The Nigerian government has long struggled with translating policy into results. Time and again, reforms are announced with much fanfare, only to falter due to lack of implementation or foresight. Prof. M.C. Duru, a former lecturer and leading critic of ineffective policies, made similar points during the conference. He argued that policies like the removal of fuel subsidies and increases in taxes often fail to account for the harsh economic realities that ordinary Nigerians face.
In Duru’s view, “Economists must not get lost in abstract models but should always consider the realities that people face when these policies are implemented.” This criticism is valid, as the failure to align policies with the real challenges facing the population results in programs that only serve to deepen existing inequalities and perpetuate economic distress. For instance, while the government may advocate for the removal of subsidies as a necessary fiscal adjustment, the immediate fallout—such as price hikes and economic dislocation—needs to be carefully managed and mitigated.
Revitalizing the Sleeping Giant
Dr. Baba Musa Yusuf, Director-General of the West African Institute for Economic and Financial Management (WAIFEM), added another valuable dimension to the discussions with his presentation titled “Awakening the Sleeping Giant: Navigating Economic Resilience in Nigeria for Growth and Stability.” Dr. Yusuf’s analysis focused on Nigeria’s underutilized resources and its potential for diversification. Despite its vast human capital and rich natural resources, Nigeria remains overly reliant on oil—a single commodity vulnerable to external shocks.
Dr. Yusuf pointed out that unlike other OPEC members, who have diversified their economies, Nigeria continues to depend heavily on oil revenue. He highlighted the pressing need to shift focus to other sectors such as agriculture, manufacturing, and services—sectors that could create jobs and stimulate long-term economic growth. Dr. Yusuf stressed, “The economic giant must awaken by harnessing its human capital and embracing diversification.” This diversification is essential for building an economy that can weather global economic changes and provide stable growth for future generations.
Nigeria must also focus on improving its technological and trade capacities, while addressing geopolitical factors that may hinder its growth. By capitalizing on these areas, Nigeria could regain its position as an economic leader in Africa and globally.
The Wisdom of the Elders
The 3rd International Conference at ABU was a significant occasion to reflect on the wisdom of the department’s intellectual giants. Professors Kwanashie, Garba, and Duru, whose ideas helped shape the Nigerian economic discourse, continue to offer crucial insights into the state of the nation’s economy.
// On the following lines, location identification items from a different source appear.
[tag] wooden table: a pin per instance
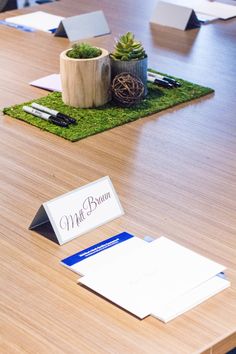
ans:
(175, 174)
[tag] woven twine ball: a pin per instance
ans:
(127, 89)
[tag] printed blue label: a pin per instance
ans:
(99, 247)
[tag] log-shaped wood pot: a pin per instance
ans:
(85, 82)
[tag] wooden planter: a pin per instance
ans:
(135, 67)
(85, 82)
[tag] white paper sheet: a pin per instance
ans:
(191, 299)
(153, 277)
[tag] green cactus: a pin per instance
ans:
(127, 48)
(83, 51)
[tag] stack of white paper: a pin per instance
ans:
(161, 278)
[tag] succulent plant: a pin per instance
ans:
(127, 48)
(83, 51)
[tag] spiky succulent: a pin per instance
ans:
(127, 48)
(83, 51)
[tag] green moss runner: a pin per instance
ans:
(96, 120)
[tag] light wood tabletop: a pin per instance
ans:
(174, 172)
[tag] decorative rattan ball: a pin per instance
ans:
(127, 89)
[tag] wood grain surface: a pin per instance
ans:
(174, 172)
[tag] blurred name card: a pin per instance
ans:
(77, 212)
(83, 26)
(174, 15)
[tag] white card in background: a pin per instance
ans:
(83, 26)
(51, 83)
(151, 277)
(39, 20)
(103, 253)
(213, 8)
(175, 16)
(80, 210)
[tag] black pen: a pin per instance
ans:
(54, 113)
(165, 78)
(159, 82)
(45, 116)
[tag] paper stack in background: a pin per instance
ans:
(161, 278)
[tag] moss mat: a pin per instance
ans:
(96, 120)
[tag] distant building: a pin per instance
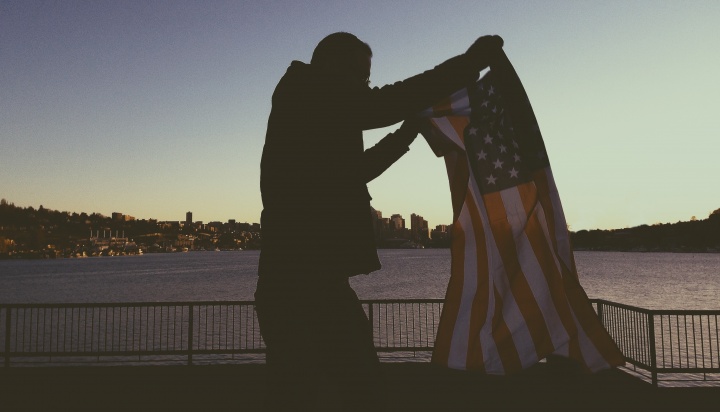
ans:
(419, 228)
(397, 222)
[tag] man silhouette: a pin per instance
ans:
(316, 224)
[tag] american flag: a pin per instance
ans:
(514, 296)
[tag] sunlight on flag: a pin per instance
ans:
(514, 296)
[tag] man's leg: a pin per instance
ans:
(290, 357)
(350, 357)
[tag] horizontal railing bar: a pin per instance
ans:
(124, 304)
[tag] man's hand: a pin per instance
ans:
(409, 130)
(482, 51)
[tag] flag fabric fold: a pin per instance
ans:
(514, 296)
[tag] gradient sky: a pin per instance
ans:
(156, 108)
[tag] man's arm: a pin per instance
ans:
(380, 107)
(387, 151)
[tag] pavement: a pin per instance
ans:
(412, 386)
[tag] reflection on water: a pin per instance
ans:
(650, 280)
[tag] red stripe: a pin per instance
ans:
(503, 235)
(479, 309)
(503, 338)
(453, 295)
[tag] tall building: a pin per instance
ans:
(397, 222)
(419, 228)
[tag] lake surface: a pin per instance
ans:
(649, 280)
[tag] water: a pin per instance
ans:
(649, 280)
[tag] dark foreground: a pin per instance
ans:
(412, 387)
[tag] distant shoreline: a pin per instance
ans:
(47, 257)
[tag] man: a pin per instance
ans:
(316, 223)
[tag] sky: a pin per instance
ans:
(156, 108)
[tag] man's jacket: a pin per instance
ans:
(316, 217)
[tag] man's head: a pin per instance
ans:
(343, 53)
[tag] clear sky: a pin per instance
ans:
(156, 108)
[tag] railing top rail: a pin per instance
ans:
(126, 304)
(680, 312)
(421, 300)
(659, 311)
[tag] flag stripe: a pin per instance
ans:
(479, 310)
(451, 307)
(502, 232)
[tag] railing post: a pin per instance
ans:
(653, 360)
(7, 336)
(191, 312)
(370, 318)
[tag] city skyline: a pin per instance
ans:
(159, 108)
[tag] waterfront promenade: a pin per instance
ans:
(412, 386)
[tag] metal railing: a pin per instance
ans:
(679, 344)
(654, 342)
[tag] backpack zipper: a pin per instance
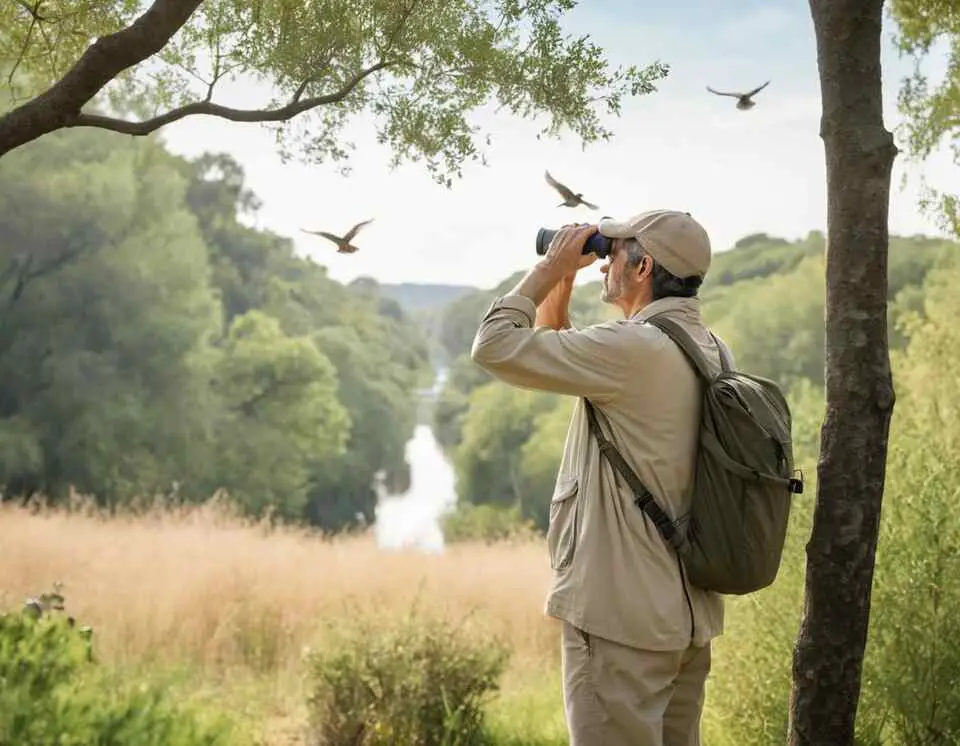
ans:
(686, 595)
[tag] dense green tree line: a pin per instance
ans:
(151, 343)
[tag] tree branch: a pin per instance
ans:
(209, 108)
(103, 61)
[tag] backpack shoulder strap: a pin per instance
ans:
(690, 349)
(642, 497)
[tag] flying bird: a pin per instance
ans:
(343, 242)
(569, 198)
(744, 100)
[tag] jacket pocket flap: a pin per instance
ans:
(565, 489)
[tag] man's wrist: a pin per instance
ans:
(539, 281)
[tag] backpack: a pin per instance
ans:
(743, 482)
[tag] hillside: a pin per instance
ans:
(414, 296)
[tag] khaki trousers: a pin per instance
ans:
(620, 696)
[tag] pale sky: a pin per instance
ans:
(680, 148)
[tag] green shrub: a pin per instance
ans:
(487, 523)
(52, 694)
(417, 681)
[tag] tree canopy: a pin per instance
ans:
(419, 67)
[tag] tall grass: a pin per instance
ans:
(226, 607)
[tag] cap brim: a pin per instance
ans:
(614, 228)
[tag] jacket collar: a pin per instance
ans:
(685, 309)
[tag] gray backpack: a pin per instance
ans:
(743, 484)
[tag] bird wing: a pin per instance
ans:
(356, 229)
(336, 239)
(757, 90)
(723, 93)
(564, 191)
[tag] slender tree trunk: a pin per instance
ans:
(840, 555)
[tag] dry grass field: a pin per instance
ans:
(221, 610)
(224, 608)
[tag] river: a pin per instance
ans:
(412, 520)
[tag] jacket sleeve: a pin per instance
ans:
(591, 362)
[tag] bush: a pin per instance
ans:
(418, 682)
(487, 523)
(51, 692)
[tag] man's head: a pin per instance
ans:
(656, 254)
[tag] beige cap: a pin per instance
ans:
(676, 241)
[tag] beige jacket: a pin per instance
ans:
(614, 576)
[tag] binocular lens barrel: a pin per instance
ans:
(596, 244)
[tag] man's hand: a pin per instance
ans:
(565, 253)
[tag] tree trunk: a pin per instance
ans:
(859, 390)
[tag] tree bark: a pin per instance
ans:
(59, 106)
(859, 153)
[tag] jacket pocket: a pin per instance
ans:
(564, 523)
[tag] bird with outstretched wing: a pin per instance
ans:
(343, 242)
(569, 198)
(744, 100)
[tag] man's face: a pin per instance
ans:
(621, 285)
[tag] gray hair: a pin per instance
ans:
(664, 283)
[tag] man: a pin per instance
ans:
(635, 635)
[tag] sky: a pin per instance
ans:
(680, 148)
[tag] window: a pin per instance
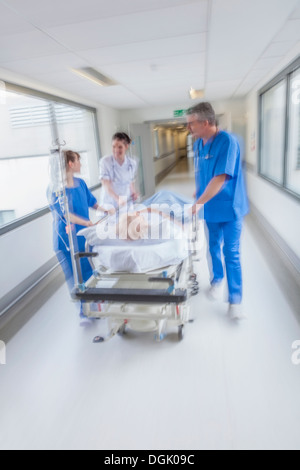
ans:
(293, 157)
(273, 127)
(280, 130)
(30, 123)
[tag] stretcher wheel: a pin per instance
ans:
(180, 332)
(122, 330)
(98, 339)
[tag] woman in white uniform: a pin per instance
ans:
(118, 173)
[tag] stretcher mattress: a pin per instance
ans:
(137, 256)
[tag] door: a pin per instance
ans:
(142, 150)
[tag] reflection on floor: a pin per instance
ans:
(225, 386)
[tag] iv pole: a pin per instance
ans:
(78, 282)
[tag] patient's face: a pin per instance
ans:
(132, 226)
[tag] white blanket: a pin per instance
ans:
(137, 256)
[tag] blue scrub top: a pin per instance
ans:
(80, 199)
(221, 155)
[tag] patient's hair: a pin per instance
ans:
(123, 137)
(70, 156)
(132, 226)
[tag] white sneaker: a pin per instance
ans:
(215, 291)
(235, 312)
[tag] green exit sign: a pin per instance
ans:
(179, 112)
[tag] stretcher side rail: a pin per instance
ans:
(133, 295)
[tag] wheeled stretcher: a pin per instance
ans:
(147, 301)
(142, 299)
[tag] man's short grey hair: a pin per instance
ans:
(204, 112)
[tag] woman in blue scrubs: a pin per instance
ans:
(221, 189)
(80, 200)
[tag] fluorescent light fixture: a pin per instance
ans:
(196, 94)
(94, 76)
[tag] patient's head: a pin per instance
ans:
(132, 226)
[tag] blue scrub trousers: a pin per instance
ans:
(64, 258)
(228, 233)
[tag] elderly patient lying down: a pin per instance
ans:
(142, 240)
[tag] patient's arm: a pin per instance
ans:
(149, 210)
(75, 219)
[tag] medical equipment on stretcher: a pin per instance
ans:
(144, 300)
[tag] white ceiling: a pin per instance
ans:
(154, 49)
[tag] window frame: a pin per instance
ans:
(286, 75)
(14, 88)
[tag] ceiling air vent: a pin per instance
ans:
(94, 76)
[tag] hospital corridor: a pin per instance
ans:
(149, 225)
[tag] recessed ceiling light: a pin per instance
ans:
(93, 75)
(196, 94)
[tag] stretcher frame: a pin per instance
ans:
(159, 298)
(165, 292)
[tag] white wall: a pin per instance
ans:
(279, 209)
(233, 109)
(26, 249)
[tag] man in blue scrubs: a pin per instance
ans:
(221, 189)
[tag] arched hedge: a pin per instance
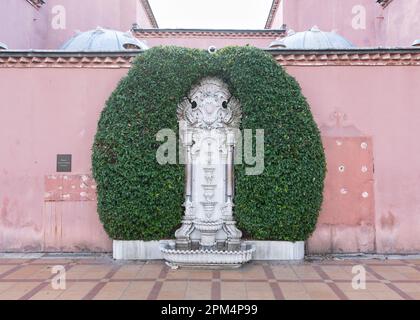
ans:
(140, 199)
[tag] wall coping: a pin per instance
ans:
(285, 57)
(221, 33)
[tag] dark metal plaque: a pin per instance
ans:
(63, 162)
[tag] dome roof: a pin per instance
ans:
(103, 40)
(416, 43)
(311, 39)
(3, 46)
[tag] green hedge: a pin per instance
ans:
(140, 199)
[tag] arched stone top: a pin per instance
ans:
(210, 105)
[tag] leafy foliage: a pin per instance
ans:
(140, 199)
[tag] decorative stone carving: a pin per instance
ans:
(208, 118)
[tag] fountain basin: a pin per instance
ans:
(207, 258)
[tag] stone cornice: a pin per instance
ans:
(384, 3)
(272, 14)
(149, 13)
(62, 59)
(354, 57)
(224, 33)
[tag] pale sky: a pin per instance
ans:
(211, 14)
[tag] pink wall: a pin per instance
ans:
(380, 102)
(111, 14)
(21, 25)
(301, 15)
(24, 27)
(401, 23)
(46, 111)
(398, 25)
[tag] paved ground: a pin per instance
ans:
(103, 278)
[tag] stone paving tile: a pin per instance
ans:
(102, 278)
(17, 290)
(259, 291)
(137, 291)
(233, 291)
(112, 291)
(174, 290)
(198, 290)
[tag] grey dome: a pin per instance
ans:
(103, 40)
(312, 39)
(3, 46)
(416, 43)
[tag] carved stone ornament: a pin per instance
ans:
(208, 118)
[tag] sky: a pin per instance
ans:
(211, 14)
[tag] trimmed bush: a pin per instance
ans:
(138, 199)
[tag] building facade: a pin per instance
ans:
(364, 99)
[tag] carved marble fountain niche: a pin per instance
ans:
(209, 119)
Their reflections at the conference emphasized that economics should not be viewed in isolation from the realities of human lives. Economic policies must not merely serve abstract theories but respond to the lived experiences of the population.
The conference, though an academic gathering, served as a reminder that resilience is more than just surviving a storm; it is about finding sustainable ways to grow and prosper, even amidst challenges. It is clear that for Nigeria to weather its economic storms, we must focus on policies that promote both growth and human dignity.